The cluster is momentarily down

The cluster is momentarily down

Hi,

You maybe noticed that the cluster is not responding since this afternoon. It seems that our internet provider is currently having troubles to satisfy the request.

We've followed the problem and we will probably have more informations in the next hours. Untill then, stay in touch on the forum.

We are sincerely sorry for the inconvenience.

53 posts / 0 nouveau(x)
Dernière contribution
Reportez-vous à notre Notice d'optimisation pour plus d'informations sur les choix et l'optimisation des performances dans les produits logiciels Intel.

What is expected time of benchmark recovery? Should we wait for it today?

Citation :

eviltosha a écrit :

What is expected time of benchmark recovery? Should we wait for it today?

+1

Yeah, I'm also waiting, because I just finished implementing a new algorithm and would like to see the results, not speed wise, but correctness. (I know that a successful run doesn't prove the code, but at least it makes me more confident.) But you are probably waiting for the provider too....
Could you otherwise provide some more scenarios for testing?

Rock the bits!

I still have no information from the provider and I'm still hoping to have a response soon.

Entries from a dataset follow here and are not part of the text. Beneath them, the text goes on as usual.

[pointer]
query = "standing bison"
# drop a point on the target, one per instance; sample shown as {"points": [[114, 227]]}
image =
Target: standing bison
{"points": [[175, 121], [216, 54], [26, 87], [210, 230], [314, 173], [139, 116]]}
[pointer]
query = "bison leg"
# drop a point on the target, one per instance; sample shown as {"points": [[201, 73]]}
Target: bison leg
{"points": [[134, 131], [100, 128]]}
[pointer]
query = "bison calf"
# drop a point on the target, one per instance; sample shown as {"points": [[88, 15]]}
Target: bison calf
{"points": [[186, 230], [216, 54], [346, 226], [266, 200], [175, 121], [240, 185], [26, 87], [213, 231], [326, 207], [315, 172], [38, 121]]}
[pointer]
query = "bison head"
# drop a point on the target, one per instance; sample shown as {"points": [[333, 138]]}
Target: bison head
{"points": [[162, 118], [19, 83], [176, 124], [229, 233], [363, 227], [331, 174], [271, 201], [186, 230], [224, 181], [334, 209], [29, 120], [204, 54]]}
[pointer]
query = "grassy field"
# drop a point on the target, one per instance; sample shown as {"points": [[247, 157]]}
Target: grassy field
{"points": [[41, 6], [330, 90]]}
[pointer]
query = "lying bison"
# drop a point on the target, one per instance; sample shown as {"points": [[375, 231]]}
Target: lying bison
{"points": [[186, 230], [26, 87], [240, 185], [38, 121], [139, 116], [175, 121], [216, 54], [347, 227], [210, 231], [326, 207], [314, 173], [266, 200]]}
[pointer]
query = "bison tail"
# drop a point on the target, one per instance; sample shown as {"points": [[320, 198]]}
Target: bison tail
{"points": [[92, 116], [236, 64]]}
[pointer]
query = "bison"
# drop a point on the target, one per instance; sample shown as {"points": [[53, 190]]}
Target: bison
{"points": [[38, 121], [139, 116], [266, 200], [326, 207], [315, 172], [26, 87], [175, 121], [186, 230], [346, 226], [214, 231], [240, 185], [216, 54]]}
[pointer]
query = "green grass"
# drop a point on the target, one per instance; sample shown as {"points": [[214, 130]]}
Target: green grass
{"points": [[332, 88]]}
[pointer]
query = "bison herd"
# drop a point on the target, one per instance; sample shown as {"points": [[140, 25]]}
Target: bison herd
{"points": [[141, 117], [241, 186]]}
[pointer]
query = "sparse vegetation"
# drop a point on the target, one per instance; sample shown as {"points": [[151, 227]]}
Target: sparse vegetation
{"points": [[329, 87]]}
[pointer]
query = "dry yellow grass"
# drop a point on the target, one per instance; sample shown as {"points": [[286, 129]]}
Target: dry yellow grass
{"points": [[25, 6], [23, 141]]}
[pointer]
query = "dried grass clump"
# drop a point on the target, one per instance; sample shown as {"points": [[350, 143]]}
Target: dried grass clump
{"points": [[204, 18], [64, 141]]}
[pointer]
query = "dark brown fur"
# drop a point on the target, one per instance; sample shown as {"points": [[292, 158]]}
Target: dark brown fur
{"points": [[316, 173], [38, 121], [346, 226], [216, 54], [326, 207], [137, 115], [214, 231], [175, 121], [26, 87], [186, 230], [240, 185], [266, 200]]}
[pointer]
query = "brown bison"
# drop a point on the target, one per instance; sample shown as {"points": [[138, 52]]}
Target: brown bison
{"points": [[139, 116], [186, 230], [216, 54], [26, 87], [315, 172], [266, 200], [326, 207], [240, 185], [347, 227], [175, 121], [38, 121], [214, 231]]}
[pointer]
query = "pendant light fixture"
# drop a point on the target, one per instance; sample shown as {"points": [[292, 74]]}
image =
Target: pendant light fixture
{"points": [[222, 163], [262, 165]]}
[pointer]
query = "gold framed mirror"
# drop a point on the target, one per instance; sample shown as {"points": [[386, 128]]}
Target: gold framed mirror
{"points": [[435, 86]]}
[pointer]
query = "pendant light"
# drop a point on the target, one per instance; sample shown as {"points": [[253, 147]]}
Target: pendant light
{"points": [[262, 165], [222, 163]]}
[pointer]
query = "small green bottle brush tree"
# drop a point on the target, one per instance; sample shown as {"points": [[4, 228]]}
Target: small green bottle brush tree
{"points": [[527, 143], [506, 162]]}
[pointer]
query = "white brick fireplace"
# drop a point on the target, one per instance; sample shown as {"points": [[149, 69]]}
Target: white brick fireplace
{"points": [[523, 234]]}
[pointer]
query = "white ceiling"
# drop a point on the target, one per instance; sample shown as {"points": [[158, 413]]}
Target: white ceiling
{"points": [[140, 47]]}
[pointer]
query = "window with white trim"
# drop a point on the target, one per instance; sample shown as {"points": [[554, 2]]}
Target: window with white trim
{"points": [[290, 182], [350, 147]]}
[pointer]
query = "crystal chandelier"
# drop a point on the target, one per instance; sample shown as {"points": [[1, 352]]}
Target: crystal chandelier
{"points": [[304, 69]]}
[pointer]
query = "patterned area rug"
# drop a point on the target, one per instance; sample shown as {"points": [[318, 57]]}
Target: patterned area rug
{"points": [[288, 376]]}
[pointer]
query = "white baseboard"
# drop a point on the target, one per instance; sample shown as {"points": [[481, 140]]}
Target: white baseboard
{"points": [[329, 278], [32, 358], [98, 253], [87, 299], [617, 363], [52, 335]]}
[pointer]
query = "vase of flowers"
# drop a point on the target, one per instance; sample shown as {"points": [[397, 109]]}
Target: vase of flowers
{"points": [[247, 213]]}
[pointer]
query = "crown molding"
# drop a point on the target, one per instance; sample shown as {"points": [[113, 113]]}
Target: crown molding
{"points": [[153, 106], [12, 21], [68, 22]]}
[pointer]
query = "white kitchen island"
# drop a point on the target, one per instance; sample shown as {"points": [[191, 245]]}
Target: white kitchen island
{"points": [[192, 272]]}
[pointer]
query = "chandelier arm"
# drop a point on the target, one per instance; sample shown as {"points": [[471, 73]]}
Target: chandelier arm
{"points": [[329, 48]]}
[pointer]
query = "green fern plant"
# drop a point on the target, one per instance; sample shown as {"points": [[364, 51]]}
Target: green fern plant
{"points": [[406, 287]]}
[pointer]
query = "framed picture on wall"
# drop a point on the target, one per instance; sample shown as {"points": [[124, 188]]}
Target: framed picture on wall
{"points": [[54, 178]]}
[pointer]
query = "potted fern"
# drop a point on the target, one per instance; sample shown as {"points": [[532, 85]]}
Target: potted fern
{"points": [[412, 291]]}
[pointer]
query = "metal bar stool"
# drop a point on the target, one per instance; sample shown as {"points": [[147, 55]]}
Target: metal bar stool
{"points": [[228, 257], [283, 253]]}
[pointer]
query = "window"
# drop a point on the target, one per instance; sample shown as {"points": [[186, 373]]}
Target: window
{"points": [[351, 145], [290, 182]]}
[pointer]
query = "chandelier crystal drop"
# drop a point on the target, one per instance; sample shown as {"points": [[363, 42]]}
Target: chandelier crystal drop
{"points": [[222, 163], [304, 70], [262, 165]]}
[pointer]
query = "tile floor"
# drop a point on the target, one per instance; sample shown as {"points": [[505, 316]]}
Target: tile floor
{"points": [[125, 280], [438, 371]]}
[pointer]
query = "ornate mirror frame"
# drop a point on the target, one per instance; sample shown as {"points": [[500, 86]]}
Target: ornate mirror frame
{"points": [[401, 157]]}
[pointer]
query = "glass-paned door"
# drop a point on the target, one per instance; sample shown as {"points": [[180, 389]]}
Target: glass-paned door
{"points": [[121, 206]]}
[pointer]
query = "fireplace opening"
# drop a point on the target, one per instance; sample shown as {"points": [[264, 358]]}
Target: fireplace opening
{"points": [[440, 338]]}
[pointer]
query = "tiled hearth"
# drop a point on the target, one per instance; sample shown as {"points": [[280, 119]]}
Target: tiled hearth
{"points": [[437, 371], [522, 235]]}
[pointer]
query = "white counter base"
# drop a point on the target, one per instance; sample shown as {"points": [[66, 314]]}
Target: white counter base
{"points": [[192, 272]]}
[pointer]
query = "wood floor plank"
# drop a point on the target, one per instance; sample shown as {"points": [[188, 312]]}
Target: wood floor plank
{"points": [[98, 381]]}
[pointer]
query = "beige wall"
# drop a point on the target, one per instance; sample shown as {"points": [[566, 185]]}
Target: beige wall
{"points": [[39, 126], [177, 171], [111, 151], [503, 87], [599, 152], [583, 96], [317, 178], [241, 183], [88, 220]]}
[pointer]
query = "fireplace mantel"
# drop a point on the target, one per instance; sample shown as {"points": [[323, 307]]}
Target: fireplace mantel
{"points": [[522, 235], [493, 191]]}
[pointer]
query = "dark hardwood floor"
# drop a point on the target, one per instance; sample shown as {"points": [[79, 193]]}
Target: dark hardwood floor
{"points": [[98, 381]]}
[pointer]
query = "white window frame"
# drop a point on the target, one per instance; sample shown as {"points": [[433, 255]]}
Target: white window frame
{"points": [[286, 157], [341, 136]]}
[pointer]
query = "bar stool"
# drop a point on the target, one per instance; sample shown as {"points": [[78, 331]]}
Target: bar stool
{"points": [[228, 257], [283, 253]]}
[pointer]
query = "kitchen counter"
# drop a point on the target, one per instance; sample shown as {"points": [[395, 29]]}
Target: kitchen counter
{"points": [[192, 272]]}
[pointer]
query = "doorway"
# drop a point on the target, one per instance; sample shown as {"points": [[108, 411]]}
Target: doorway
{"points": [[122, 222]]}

When this problem will be solved, I will try to add more scenarios.

I momentarily fixed the problem but it could happen again in a close futur.

The tests are run with higher intervals (less often), so it will maybe take from 15 to 30-45 minutes for you to get your results back.

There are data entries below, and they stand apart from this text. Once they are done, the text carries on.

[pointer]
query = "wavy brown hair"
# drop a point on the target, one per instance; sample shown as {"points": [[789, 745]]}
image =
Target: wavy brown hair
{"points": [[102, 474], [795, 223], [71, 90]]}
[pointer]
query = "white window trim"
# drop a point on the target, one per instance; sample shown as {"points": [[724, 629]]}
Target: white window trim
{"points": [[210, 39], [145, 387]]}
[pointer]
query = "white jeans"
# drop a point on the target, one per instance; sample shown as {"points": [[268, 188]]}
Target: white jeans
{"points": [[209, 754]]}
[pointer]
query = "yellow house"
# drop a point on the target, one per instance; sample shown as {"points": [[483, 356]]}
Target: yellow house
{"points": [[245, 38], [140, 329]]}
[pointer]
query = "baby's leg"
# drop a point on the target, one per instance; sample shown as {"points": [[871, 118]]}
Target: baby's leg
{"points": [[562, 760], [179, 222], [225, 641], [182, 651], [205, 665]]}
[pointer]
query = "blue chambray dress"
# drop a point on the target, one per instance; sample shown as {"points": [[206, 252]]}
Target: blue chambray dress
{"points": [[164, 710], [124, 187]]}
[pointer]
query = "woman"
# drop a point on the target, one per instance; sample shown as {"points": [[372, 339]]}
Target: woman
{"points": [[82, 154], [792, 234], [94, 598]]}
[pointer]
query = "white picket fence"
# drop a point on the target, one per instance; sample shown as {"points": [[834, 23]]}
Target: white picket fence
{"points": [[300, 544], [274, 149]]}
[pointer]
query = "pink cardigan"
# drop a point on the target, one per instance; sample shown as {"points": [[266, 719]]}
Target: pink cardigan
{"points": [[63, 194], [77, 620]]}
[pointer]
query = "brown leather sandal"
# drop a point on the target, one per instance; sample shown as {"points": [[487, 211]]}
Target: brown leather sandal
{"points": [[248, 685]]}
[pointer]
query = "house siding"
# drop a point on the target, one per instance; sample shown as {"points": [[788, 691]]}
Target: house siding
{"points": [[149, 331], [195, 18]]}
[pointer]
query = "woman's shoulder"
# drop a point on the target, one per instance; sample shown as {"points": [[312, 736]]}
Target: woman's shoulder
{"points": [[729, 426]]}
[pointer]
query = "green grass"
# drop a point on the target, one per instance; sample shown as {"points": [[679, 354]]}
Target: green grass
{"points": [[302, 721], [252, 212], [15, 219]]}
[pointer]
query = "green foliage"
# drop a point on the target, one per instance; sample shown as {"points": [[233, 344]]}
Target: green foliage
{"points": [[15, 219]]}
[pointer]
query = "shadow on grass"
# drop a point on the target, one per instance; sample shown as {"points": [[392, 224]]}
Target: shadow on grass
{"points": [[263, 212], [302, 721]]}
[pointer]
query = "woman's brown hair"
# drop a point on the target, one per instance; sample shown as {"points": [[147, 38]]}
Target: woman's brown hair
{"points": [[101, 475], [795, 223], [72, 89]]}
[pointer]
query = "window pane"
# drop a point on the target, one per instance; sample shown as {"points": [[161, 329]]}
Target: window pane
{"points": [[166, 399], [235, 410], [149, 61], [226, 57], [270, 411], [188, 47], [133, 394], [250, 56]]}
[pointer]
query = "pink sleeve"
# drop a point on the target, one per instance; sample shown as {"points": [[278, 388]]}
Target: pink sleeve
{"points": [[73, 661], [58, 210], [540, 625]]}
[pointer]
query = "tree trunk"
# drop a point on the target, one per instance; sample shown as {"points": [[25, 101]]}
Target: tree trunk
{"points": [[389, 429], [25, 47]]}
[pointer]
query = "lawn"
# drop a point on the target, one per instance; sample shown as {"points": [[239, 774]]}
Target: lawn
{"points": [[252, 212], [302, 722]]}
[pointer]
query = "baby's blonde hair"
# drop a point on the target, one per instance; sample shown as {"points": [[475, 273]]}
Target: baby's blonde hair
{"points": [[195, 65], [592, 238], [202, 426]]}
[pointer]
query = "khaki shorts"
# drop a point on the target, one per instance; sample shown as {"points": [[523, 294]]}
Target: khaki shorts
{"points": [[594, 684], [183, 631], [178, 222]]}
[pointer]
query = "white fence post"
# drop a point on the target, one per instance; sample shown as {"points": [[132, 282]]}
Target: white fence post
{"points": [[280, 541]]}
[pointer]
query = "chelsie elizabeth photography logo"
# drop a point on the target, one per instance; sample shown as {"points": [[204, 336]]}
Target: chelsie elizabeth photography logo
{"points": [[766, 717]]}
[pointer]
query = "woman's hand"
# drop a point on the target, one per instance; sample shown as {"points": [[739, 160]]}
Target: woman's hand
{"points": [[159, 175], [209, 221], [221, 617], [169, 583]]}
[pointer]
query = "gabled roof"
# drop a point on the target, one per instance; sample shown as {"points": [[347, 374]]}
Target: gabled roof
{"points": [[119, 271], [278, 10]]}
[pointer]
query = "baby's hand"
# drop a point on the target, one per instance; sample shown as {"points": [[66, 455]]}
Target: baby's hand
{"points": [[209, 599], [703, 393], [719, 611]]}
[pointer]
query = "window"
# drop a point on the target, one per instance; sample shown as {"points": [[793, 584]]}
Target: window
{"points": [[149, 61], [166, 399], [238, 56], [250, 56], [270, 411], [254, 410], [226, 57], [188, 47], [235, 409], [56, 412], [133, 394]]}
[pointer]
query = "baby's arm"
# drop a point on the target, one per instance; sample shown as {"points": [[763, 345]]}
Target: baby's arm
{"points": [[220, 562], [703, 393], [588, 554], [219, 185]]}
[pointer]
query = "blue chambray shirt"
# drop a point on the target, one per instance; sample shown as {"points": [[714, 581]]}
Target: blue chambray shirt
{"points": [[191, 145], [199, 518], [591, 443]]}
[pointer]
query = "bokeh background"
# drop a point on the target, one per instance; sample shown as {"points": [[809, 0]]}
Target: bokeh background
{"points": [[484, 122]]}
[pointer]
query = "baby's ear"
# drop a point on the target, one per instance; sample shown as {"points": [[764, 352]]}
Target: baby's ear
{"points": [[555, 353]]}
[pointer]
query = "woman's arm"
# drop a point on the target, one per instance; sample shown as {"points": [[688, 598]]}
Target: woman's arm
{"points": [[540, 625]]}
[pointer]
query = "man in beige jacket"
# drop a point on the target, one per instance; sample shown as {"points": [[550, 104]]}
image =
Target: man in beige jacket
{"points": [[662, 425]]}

Don't forget to clean your project before sending it (make clean and remove the 'run' file)

Hi!

I still have trouble with the benchmarking cluster - I submitted 3 times in almost 2 hours and nothing happened. What's more, the old results have been cleared out from the page. Any thoughts on this?

Thanks!
Andrei

Would you see our submit? Timestamp is 1353533402. We can't understand what the problem, we always get "CompileUnitTest ERROR - Output error". Locally it works normally.

Can we get more detailed verdict?
How can we understand that our program works correctly on benchmark?

Hi Andrei,
What Cédric did was the best he could do. If the problem comes from the provider, it's not possible to determine exactly when the benchmark will be back.
It is very frustrating for us but there is nothing we can do except waiting.
Try to optimize what you can for now (you should have some work to do, we still have 3 weeks before the end of the contest, if you did everything you could do, then you should not be far away from the end and be capable of waiting some more days ! :) ), you can create a copy of your program to try some more optimizations or do something make these further days gainful !
Moreover, if possible, you can try to test your program on your own computer.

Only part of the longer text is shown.